I picked up The Just City by Jo Walton when Tor gave it away as their free eBook of the Month in August. I'm not sure I'd have read it otherwise, as the idea of implementing Plato's Republic doesn't sound particularly interesting, but now I'm glad I did.
About the gods: Walton is careful to point out that the gods of many religions are real in the world of The Just City. Apollo and Athene are from the Greek pantheon, but he specifically describes others such as Jesus as being real also. There's a single all-powerful Father that is above them all, who is a mystery as much to the gods as to humans. It's an interesting way of using gods as characters while mostly removing religion from consideration.
I vaguely remember discussing Plato's Republic in school many years ago, as one among many philosophical works. The details are hazy, though, so I'm glad Walton generally explains what is being attempted, rather than assuming you know the source material. I'm sure there are some subtleties that I missed by not knowing the Republic in great detail, but the book is certainly accessible with only a vague understanding of what Plato wrote.
The Just City documents what happens when you try to implement a thought experiment in reality. Unsurprisingly, there is a lot of compromise involved, and some parts don't work as well as one might hope. The masters are all believers in the Platonic ideal at first - they were chosen specifically for their desire to be in such a city - but as time passes some of that certainty fades. The children are raised in the city and for the most part accept it as natural, but over time it becomes clear that human nature just doesn't line up with some facets of the ideal. Most notably, the elimination of marriage in favor of a randomized "festival" to pair up the "best" parents causes serious discord.
From a character standpoint, I thought Walton did a fine job in giving the reader relatable individuals to follow. The majority of the book follows three: Apollo, who has taken the form of one of the children; Maia, one of the masters; and Simmea, a child brought to the city from her former life as a slave. Each of these is well developed and understandable, and many other characters make extensive appearances. Chief among those others is Sokrates, who was brought to the city by Athene to teach rhetoric and debate. His constant questioning and argument is a major factor in the eventual fate of the experiment.
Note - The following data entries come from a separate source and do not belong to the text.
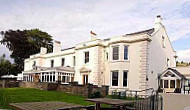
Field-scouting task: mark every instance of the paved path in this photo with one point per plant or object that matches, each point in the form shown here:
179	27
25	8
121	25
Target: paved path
43	105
There's not a lot of physical action or conflict in The Just City, but plenty of philosophical discussion and struggle with how to reconcile reality with ideals. Equality of the sexes is a basic tenet of the Republic, but is still a struggle (particularly among the masters from older historical periods), both socially and in terms of physical assault. The nature of the gods as powerful but flawed, especially when it comes to taking into account the will of anyone else, is a key theme. Slavery is generally considered unjust and undesirable, but still used as a tool on some occasions. These and other themes, along with interest in the viewpoint characters, kept my attention throughout the story.
Even if the ancient philosophy represented by Plato's Republic isn't particularly appealing, The Just City has plenty to offer. The interactions between the characters and the process of building the city have plenty of entertainment value. I think most readers will find the philosophical discussions interesting as well, as they fit nicely into the flow of the book.